Breakfast Wars: Taco Bell Aims to Devour McDonald’s Morning Menu Empire

Taco Bell is hoping to devour McDonald's morning menu empire with new line.

ByABC News
April 11, 2014, 4:15 PM

April 11, 2014— -- Taco Bell has launched an all-out advertising assault to promote its new Waffle Taco, in the hopes of taking a bite out of McDonald’s breakfast empire.

One ad, set to the tune of “Old Macdonald Had a Farm,” features a guy who has been eating McDonald’s Egg McMuffin since 1984. After trying Taco Bell’s new breakfast menu, he suddenly gets with the times, trimming his mullet and getting a smartphone.

Another ad shows a montage of 25 men from across the country named “Ronald McDonald” who say they “love Taco Bell’s new breakfast.”

So why aim directly at fast food breakfast goliath McDonalds? Because Americans spend $32 billion annually on fast food breakfast and McDonald’s commands one-third of the market and has been making Egg McMuffins since the 1970s.

Welcome to the Breakfast Wars.

Taco Bell has been working on its morning menu, which includes the Waffle Taco, the AM Crunch Wrap and Cinnabon Delights, for over seven years and it’s not about to flinch.

“The message is we’re here to stay in breakfast,” said Taco Bell’s chief marketing officer Chris Brandt. “The whole reason we're doing this is we just thought breakfast was really boring and so we wanted to break up the boring, shake up the routine.”

Taco Bell made sure all of its new breakfast sandwiches can be held in one hand. They even have a new coffee line too.

And McDonald’s took notice. Taco Bell’s “I’m Ronald McDonald” ad, a campaign by Oscar-winning director Errol Morris, generated so much buzz, the Golden Arches rounded up its troops and immediately fired off a response.

They posted an image on social media showing their mascot, the red and yellow Ronald McDonald clown, kneeling down to pet the Taco Bell Chihuahua with the words, “imitation is the sincerest form of flattery.” They also offered free small cups of its McCafe coffee to customers during breakfast hours for two weeks.

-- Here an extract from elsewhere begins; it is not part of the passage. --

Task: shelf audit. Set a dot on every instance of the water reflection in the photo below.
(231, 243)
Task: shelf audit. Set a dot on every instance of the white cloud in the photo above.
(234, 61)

“McDonalds said ‘back off our territory, we're the breakfast king,’ and they started this marketing blitz,” said Hayley Peterson, a retail reporter for Business Insider. “They also put on a concert in Times Square and a flash Mob in Chicago to sort of get the buzz growing in major cities over their McCafe coffee line.”

McDonald’s gets about 20 percent of its sales from breakfast. It made $10 billion last year off their morning menu alone, dwarfing Taco Bell’s $7.6 billion in total sales for all menus combined.

But McDonald’s is fretting about the little Chihuahua because in the last few years, breakfast has become more important than ever to the fast food giant’s bottom line.

“[Breakfast is] the cheapest meal you can get outside of a snack, and consumers are still tight with money after the recession,” Peterson said.

“Traffic during the breakfast [hours] have been steadily increasing, while traffic during the lunch and dinner hours have been steadily decreasing year over year, and that's why there's this sudden interest in breakfast.”

And Taco Bell isn’t the only one duking it out in the Breakfast Wars. Just last week, Dunkin Donuts unveiled its eggs benedict sandwiches, and last month, Starbucks unveiled new breakfast items, such as the Egg and Cheddar sandwich on multi-grain toast and the new and improved Reduced-Fat Turkey Bacon Breakfast Sandwich.

“There's a definitely a huge market for, ‘I'm going to splurge today, once-a-week’ and get fast food,” Peterson said.